Marcote 295 is manufactured by Nalco Co., Ltd. and has a viscosity of 6,170 mPa · s (Tokyo Keiki Co., Ltd., BH viscometer, spindle No. 5, 20 revolutions / minute, 25 ° C., 1 minute). A Nalco Co., Ltd. product having a viscosity of 10,050 mPa · s (Tokyo Keiki Co., Ltd. BH type viscometer, spindle No. 5, 20 revolutions / minute, 25 ° C., 1 minute) was used.

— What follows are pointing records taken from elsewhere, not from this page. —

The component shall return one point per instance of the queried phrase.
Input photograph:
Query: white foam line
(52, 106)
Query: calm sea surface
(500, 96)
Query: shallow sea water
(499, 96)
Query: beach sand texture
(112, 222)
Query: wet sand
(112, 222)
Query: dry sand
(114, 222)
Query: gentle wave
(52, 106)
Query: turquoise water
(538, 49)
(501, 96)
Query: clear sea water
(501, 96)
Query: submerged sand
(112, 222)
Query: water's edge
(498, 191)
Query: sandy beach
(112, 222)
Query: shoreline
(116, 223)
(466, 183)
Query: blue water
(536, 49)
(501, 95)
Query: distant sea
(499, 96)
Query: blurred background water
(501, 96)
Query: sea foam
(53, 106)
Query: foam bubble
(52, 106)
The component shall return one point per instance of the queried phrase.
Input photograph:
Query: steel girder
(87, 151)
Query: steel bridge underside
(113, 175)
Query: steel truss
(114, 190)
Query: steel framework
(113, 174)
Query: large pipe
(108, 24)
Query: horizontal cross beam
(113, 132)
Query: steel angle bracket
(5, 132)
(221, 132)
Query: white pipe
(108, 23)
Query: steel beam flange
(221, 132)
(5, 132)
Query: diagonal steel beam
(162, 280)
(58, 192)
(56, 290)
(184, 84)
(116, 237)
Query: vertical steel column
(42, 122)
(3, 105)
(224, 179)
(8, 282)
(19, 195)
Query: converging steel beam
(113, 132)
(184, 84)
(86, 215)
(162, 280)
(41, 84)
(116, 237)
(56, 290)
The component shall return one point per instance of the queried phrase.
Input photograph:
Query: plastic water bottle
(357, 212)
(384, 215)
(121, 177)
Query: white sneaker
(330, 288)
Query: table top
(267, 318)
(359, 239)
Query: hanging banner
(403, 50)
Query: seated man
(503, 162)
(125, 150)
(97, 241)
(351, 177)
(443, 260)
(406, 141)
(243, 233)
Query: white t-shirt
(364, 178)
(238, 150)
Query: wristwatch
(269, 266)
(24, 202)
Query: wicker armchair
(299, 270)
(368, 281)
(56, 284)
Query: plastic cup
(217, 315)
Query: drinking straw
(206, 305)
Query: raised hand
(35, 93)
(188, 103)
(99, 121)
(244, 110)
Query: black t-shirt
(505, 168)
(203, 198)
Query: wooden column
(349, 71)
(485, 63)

[Example 39] Toothpaste silica 20.0%
Propylene glycol 3.0
Glycerin 18.0
Sodium carboxymethylcellulose 1.4
Sodium monofluorophosphate 0.76
Calcium glycerophosphate 0.5
Marcote 100 0.5
Erythritol 2.0
Sodium lauryl sulfate 1.2
Saccharin sodium 0.1
Methylparaben 0.1
Sodium fluoride 0.21
Fragrance 0.8
Purified water balance
Total 100.0%

[Example 40] Toothpaste, aluminum hydroxide 42.0%
Propylene glycol 3.0
70% sorbit 25.0
Sodium carboxymethylcellulose 1.2
Sodium monofluorophosphate 0.8
Calcium glycerophosphate 0.4
Marcote 550 0.3
Melibiose 2.0
Sodium lauryl sulfate 1.2
Saccharin sodium 0.1
Methylparaben 0.1
Butylparaben 0.02
Fragrance 1.0
Purified water balance
Total 100.0%

[Example 41] Toothpaste Heavy calcium carbonate 25.0%
Propylene glycol 3.0
70% sorbit 30.0
Sodium carboxymethylcellulose 1.2
Sodium monofluorophosphate 1.3
Calcium glycerophosphate 0.2
Marcote 280 0.8
Sodium lauryl sulfate 1.2
Saccharin sodium 0.1
Methylparaben 0.1
Butylparaben 0.02
Fragrance 1.0
Purified water balance
Total 100.0%

[Example 42] Toothpaste silica 17.0%
Propylene glycol 3.0
70% sorbit 25.0
Sodium carboxymethylcellulose 1.2
Sodium monofluorophosphate 0.08
Calcium glycerophosphate 1.2
Marcote 3330PR 0.3
Palatinose 2.5
Sodium lauryl sulfate 1.2
Saccharin sodium 0.1
Methylparaben 0.1
Butylparaben 0.02
Fragrance 1.0
Purified water balance
Total 100.0%

[Example 43] Toothpaste Dicalcium phosphate 46.0%
Propylene glycol 3.0
70% sorbit 28.0
Sodium carboxymethylcellulose 1.2
Sodium monofluorophosphate 0.8
Calcium glycerophosphate 0.3
Marcote 295 0.3
Sodium lauryl sulfate 1.2
Saccharin sodium 0.1
Methylparaben 0.1
Butylparaben 0.02
Fragrance 1.0
Purified water balance
Total 100.0%

[Example 44] Mouthwash glycerin 8.0%
Ethanol 8.0
Sodium monofluorophosphate 1.2
Calcium glycerophosphate 1.2
POE hydrogenated castor oil (100EO) 0.8
MARCOAT PLUS3331 0.9
Melibiose 12.0
Erythritol 5.0
Sodium citrate 0.1
Citric acid 0.3
Sodium benzoate 0.5
Fragrance 0.2
Purified water balance
Total 100.0%

[Example 45] Mouth freshener Glycerin 13.0%
Ethanol 40.0
POE hydrogenated castor oil (60EO) 2.0
Sodium monofluorophosphate 0.6
Calcium glycerophosphate 0.2
Marcote 550 0.5
Raffinose 1.0
Reduced palatinose 1.5
Xylitol 2.0
Sodium citrate 0.1
Citric acid 0.03
Fragrance 0.4
l-Menthol 0.5
Purified water balance
Total 100.0%

  The compositions for oral cavity of these examples all showed a high remineralization promoting effect, good usability, no stickiness, and excellent storage stability of calcium ions and monofluorophosphate ions.

Claims (3)

(A) Monofluorophosphate 0.1-2.0% by mass,
(B) calcium glycerophosphate 0.1-2.0 mass%,
(C) One or more polymers selected from a copolymer of polydimethyldimethylmethylenepiperidinium chloride, dimethyldiallylammonium chloride and acrylic acid and / or acrylamide
0.1-1.0% by mass
A composition for oral cavity, comprising:   The oral composition according to claim 1, wherein the polymer of component (C) is selected from a copolymer of dimethyldiallylammonium chloride and acrylic acid, and a copolymer of dimethyldiallylammonium chloride, acrylic acid and acrylamide. .   The oral composition according to claim 1 or 2, which is prepared as a liquid preparation.